Homelessness Across America

Honolulu Women Finds New Kitchen to Continue Meals

Honolulu-After faithfully spending every Saturday over the past 19 years feeding the homeless of downtown Honolulu, paying for much of the food with her own money, Sharon Black was ordered to stop.

Last month, after discovering that she did not have a state health permit, The Department of health ordered Black to stop feeding the homeless or face a $1,000 fine. Since 1988, she had used the kitchen at the institute for Human Services but the homeless shelter told her she would have to find another location to prepare her meals.

All Black needed was a Health Department approved kitchen willing to let her prepare meals each week. Entering the picture was longtime friend Penny Vance owner of a small snack bar who cooked all the rice for Black’s annual Thanksgiving feasts for the local needy. Vance told her desperate friend that she is welcome to use her kitchen at any time.

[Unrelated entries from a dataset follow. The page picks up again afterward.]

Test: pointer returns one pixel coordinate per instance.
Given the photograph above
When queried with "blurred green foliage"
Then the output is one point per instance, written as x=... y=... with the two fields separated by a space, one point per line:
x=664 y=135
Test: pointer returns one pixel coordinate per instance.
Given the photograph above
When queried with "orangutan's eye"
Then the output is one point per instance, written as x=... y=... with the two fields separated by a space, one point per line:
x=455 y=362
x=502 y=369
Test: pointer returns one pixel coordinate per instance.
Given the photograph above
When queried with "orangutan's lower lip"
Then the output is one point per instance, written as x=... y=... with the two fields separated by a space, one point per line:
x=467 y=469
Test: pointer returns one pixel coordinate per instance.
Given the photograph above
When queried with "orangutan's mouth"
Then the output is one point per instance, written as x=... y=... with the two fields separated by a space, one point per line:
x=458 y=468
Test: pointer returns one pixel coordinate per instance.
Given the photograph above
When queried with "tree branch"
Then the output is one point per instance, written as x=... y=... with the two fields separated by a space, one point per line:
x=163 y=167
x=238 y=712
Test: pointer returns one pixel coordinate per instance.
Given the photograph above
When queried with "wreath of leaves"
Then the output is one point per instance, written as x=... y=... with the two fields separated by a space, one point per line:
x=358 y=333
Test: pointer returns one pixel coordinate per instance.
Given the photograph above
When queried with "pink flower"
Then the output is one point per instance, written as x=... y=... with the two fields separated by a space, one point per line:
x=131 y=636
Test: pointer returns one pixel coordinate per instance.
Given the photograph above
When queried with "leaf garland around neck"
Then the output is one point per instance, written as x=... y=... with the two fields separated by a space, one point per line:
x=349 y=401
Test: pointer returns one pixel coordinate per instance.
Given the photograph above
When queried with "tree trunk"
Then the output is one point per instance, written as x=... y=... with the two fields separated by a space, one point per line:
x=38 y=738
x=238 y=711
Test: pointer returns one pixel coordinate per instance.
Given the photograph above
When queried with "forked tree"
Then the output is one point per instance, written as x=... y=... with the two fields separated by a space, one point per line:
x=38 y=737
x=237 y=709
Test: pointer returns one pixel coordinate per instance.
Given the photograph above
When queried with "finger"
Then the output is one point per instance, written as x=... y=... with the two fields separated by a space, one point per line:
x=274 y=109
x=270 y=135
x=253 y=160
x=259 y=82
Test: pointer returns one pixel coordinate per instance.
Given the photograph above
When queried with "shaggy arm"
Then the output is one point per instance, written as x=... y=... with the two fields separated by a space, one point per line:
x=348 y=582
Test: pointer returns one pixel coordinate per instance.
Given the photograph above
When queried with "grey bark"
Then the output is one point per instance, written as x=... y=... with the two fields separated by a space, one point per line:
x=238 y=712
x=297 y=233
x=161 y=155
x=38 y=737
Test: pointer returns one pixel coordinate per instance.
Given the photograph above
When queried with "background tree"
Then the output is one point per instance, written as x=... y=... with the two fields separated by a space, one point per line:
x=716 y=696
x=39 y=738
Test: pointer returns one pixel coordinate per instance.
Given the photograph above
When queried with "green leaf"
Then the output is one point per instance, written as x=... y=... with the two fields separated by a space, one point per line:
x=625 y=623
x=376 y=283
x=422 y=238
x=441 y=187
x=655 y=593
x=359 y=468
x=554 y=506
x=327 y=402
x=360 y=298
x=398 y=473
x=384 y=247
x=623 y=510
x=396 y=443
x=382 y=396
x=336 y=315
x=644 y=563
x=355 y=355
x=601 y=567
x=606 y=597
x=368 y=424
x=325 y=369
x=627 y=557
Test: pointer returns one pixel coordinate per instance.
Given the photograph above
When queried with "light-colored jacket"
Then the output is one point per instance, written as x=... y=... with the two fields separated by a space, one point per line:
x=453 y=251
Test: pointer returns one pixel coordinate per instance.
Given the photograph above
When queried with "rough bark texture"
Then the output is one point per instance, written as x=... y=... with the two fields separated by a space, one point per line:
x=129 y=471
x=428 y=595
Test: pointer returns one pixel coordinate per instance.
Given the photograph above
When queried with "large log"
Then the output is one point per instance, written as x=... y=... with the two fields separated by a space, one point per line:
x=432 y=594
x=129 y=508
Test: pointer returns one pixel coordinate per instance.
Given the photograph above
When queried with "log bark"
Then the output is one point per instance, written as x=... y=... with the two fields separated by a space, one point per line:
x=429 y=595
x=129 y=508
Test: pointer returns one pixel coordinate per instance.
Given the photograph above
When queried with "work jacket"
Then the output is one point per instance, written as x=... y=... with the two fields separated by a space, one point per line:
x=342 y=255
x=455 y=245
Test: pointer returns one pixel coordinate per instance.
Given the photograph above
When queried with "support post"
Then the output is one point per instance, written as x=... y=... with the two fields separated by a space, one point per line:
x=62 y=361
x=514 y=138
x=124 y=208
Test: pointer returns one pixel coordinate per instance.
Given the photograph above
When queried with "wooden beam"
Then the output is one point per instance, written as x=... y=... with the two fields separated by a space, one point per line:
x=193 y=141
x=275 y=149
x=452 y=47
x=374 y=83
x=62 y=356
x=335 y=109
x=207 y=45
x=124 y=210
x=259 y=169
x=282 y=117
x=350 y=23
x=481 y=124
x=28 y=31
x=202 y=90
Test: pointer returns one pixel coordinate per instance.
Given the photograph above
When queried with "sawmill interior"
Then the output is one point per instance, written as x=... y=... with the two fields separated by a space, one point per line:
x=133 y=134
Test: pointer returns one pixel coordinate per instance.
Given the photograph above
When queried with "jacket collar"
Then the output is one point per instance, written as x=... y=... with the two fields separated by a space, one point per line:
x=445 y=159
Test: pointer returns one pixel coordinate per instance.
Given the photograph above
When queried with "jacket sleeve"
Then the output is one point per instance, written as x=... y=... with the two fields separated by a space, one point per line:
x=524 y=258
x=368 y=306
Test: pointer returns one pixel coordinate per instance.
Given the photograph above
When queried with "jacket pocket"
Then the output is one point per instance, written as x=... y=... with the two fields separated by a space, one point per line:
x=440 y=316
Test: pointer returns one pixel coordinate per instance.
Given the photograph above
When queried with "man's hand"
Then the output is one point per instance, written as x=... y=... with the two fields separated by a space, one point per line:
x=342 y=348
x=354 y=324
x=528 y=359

Now, with permit in hand, Sharon Black continues to serve meals to the homeless at Chinatown Gateway Park without fear of being fined.

Louisiana Restaurateur Raises Money, Feeds Those in Need

East Austin, TX- Lola Stevens has a history of helping the homeless and others in need. The owner of Nubian Queen Lola’s Cajun Soul Food and Barbeque on Rosewood Avenue in East Austin opens her restaurant on Sundays to 20 to 40 homeless people and feeds the group for free.

Every day she also cooks and delivers low-cost lunches for 40 children at San Juan Diego Catholic High School in South Austin. The school does not have a cafeteria.

Once homeless herself, the Louisiana native has helped raise thousands of dollars for Hurricane Katrina survivors by hosting two concerts at her restaurant featuring musicians evacuated from New Orleans.

Young Volunteer Reaches Out to Homeless Vets

Phoenix- As a high school student Brad Bridwell enlisted the aid of friends and started an outreach program making bag lunches to give to the homeless. Not only were he and his friends providing nutritious meals but they also included information about available program.

Taking his interest to college, Bridwell graduated magna cum laude from Arizona State University with a bachelor’s degree in social work learned Spanish and became a certified grant writer.

Now, at the age of 26, he is the site director responsible for supervision, implementation and development of veteran residential employment programs for three regional offices of U.S Vets, a national organization that offers support for homeless veterans.

Utilizing a staff of more than 30 and an additional 40 AmeriCorps Volunteers, Bridwell is responsible for three facilities with a bed capacity of 343. In Phoenix, he runs a 67-bed facility called Victory House, a place where homeless veterans go for counseling, to gain work experience and live in a secure environment until they are ready to go it alone.

For more information about U.S. Vets, log onto www.usvetsinc.org

San Francisco Coalition on Homelessness Scores Victory

The Coalition on Homelessness, along with the help of several community based organizations successfully passed a new law to help poor people.

The Single Standard of Care legislation, which mandated mental health treatment parity, was passed unanimously by the Board of Supervisors. As a result 1,700 poor people have now regained their mental health treatment eligibility, and San Francisco is forbidden from withholding their treatment simply because they have no insurance.

The Coalition had been pushing the Department of Public Health to broaden its mental health criteria, at that time dubbed “Cluster Criteria,” according to San Francisco’s Street Sheet. Such criteria were so strict that people were sent to Psychiatric Emergency after repeated denials of preventative care by the City.

Medical regulations were put in place by the state to force San Francisco to adopt broader criteria, at which time the Coalition and other groups stepped forward to demand the same criteria by used for medically indigent or uninsured individuals.   

Florida Homeless Going Back to School

BROWARD COUNTY, FLA. - GED programs will be introduced by county staff to the Broward County Commission as part of the 10- year master plan to deal with homeless prevention, street outreach, housing ideas and time limits spent in shelters.

Encouraging programs like the GED is part of the goal to improve education, job readiness and job training for the homeless.

According to a census taken in January, there are more than 3,000 homeless people in Broward County in shelters and on the streets.